Years ago I was learning about x86 assembler, CPU pipelining, cache misses, branch prediction, and all that jazz.
It was a tale of two halves. I read about all the wonderful advantages of the lengthy pipelines in the processor viz instruction reordering, cache preloading, dependency interleaving, etc.
The downside was that any deviation for the norm was enormously costly. For example, IIRC a certain AMD processor in the early-gigahertz era had a 40 cycle penalty every time you called a function through a pointer (!) and this was apparently normal.
This is not a negligible "don't worry about it" number! Bear in mind that "good design" normally means "factor your functions as much as possible" and "encode semantics in the data types" which often implies virtual interfaces.
The trade-off is that code which doesn't perform such operations might get more than two instructions per cycle. These are numbers one wants to worry about when writing high-performance C++ code which is heavy on the object design and light on the number crunching.

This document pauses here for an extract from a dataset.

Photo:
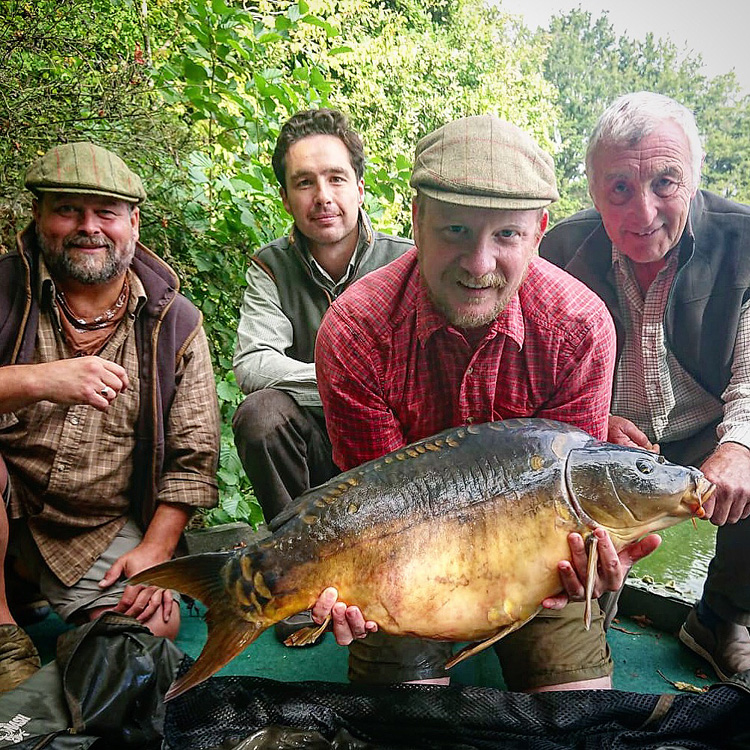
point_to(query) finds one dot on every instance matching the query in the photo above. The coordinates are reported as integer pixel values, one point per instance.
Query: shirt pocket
(8, 421)
(120, 418)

I understand that the long-CPU-pipeline trend has been reversing as we enter the low-power era. Here's my question:
Does the latest generation of x86-compatible processors still suffer massive penalties for virtual function calls, bad branch predictions, etc?
AMD processor in the early-gigahertz era had a 40 cycle penalty every time you called a function
Huh.. so large..
There is an "Indirect branch prediction" method, which helps to predict virtual function jump, IF there was the same indirect jump some time ago. There is still a penalty for first and mispredicted virt. function jump.
Support varies from simple "predicted right if and only if the previous indirect branch was exactly the same" to very complex two-level tens or hundreds entries with detecting of periodic alternation of 2-3 target address for single indirect jmp instruction.
There was a lot of evolution here...
http://arstechnica.com/hardware/news/2006/04/core.ars/7
first introduced with the Pentium M: ... indirect branch predictor.
The indirect branch predictor
Because indirect branches load their branch targets from a register, instead of having them immediately available as is the case with direct branches, they're notoriously difficult to predict. Core's indirect branch predictor is a table that stores history information about the preferred target addresses of each indirect branch that the front end encounters. Thus when the front-end encounters an indirect branch and predicts it as taken, it can ask the indirect branch predictor to direct it to the address in the BTB that the branch will probably want.
http://www.realworldtech.com/page.cfm?ArticleID=rwt051607033728&p=3
Indirect branch prediction was first introduced with Intel’s Prescott microarchitecture and later the Pentium M.
between 16-50% of all branch mispredicts were indirect (29% on average). The real value of indirect branch misprediction is for many of the newer scripting or high level languages, such as Ruby, Perl or Python, which use interpreters. Other common indirect branch common culprits include virtual functions (used in C++) and calls to function pointers.
http://www.realworldtech.com/page.cfm?ArticleID=RWT102808015436&p=5
AMD has adopted some of these refinements; for instance adding indirect branch predictor arrays in Barcelona and later processors. However, the K8 has older and less accurate branch predictors than the Core 2.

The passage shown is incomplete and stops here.